Carbon dioxide pneumoperitoneum has been shown to produce respiratory and hemodynamic changes due to both CO2 absorption and the effects of increased intraperitoneal pressure. We have measured the blood gas, end-tidal CO2, and hemodynamic changes produced during extraperitoneal CO2 insufflation (n = 22). These have been compared with the changes occurring during CO2 pneumoperitoneum (n = 11) under standardized anesthetic conditions. The changes observed during pneumoperitoneum were consistent with previous descriptions. There was a median rise in arterial pCO2 of 1 kPa over the first 15-20 min, followed by a second phase of only gradual change. There was also an increase in mean arterial pressure of 18 mmHg during the insufflation period. We have found a similar magnitude of rise in arterial pCO2 during extraperitoneal insufflation (median 0.83 kPa), but the rate of rise was significantly slower (P < 0.05). In addition, there was no change in the mean arterial pressure during extraperitoneal insufflation. Our results suggest that extraperitoneal CO2 insufflation may be safer than CO2 pneumoperitoneum in patients with preexisting cardiorespiratory disease.

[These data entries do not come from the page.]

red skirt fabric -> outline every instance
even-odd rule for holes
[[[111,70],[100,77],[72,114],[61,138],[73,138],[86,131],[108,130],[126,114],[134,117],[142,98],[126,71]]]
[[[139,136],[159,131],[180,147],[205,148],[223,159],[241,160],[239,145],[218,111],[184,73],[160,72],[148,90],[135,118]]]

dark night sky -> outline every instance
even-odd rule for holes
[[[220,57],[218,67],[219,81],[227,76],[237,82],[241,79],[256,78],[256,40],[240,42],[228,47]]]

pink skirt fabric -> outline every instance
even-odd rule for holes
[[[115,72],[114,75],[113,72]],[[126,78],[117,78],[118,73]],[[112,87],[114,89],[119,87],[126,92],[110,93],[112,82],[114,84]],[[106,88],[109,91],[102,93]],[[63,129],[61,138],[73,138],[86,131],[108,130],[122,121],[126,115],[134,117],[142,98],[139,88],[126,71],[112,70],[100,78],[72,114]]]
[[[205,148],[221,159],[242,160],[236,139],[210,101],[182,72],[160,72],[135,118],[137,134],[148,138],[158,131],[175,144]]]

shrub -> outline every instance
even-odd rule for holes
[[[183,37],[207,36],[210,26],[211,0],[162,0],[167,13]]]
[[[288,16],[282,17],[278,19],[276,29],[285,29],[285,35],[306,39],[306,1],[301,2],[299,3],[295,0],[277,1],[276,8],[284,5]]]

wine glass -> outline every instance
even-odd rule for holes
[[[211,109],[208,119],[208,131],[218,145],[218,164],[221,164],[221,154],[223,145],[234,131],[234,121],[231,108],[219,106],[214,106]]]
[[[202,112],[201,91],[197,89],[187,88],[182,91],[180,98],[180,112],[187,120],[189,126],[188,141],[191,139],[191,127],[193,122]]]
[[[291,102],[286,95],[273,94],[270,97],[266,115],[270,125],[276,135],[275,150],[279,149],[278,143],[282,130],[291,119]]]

二氧化碳气腹已被证明会由于二氧化碳吸收以及腹腔内压力升高的影响而产生呼吸和血流动力学变化。我们测量了腹膜外二氧化碳注入过程中(n = 22)产生的血气、呼气末二氧化碳和血流动力学变化。这些变化已与在标准化麻醉条件下二氧化碳气腹过程中(n = 11)发生的变化进行了比较。气腹过程中观察到的变化与先前的描述一致。在最初的15 - 20分钟内,动脉血二氧化碳分压(pCO2)中位数升高1 kPa,随后是仅缓慢变化的第二阶段。在注入期间平均动脉压也升高了18 mmHg。我们发现在腹膜外注入期间动脉pCO2升高幅度相似(中位数0.83 kPa),但升高速率明显较慢(P < 0.05)。此外,腹膜外注入期间平均动脉压没有变化。我们的结果表明,对于已有心肺疾病的患者,腹膜外二氧化碳注入可能比二氧化碳气腹更安全。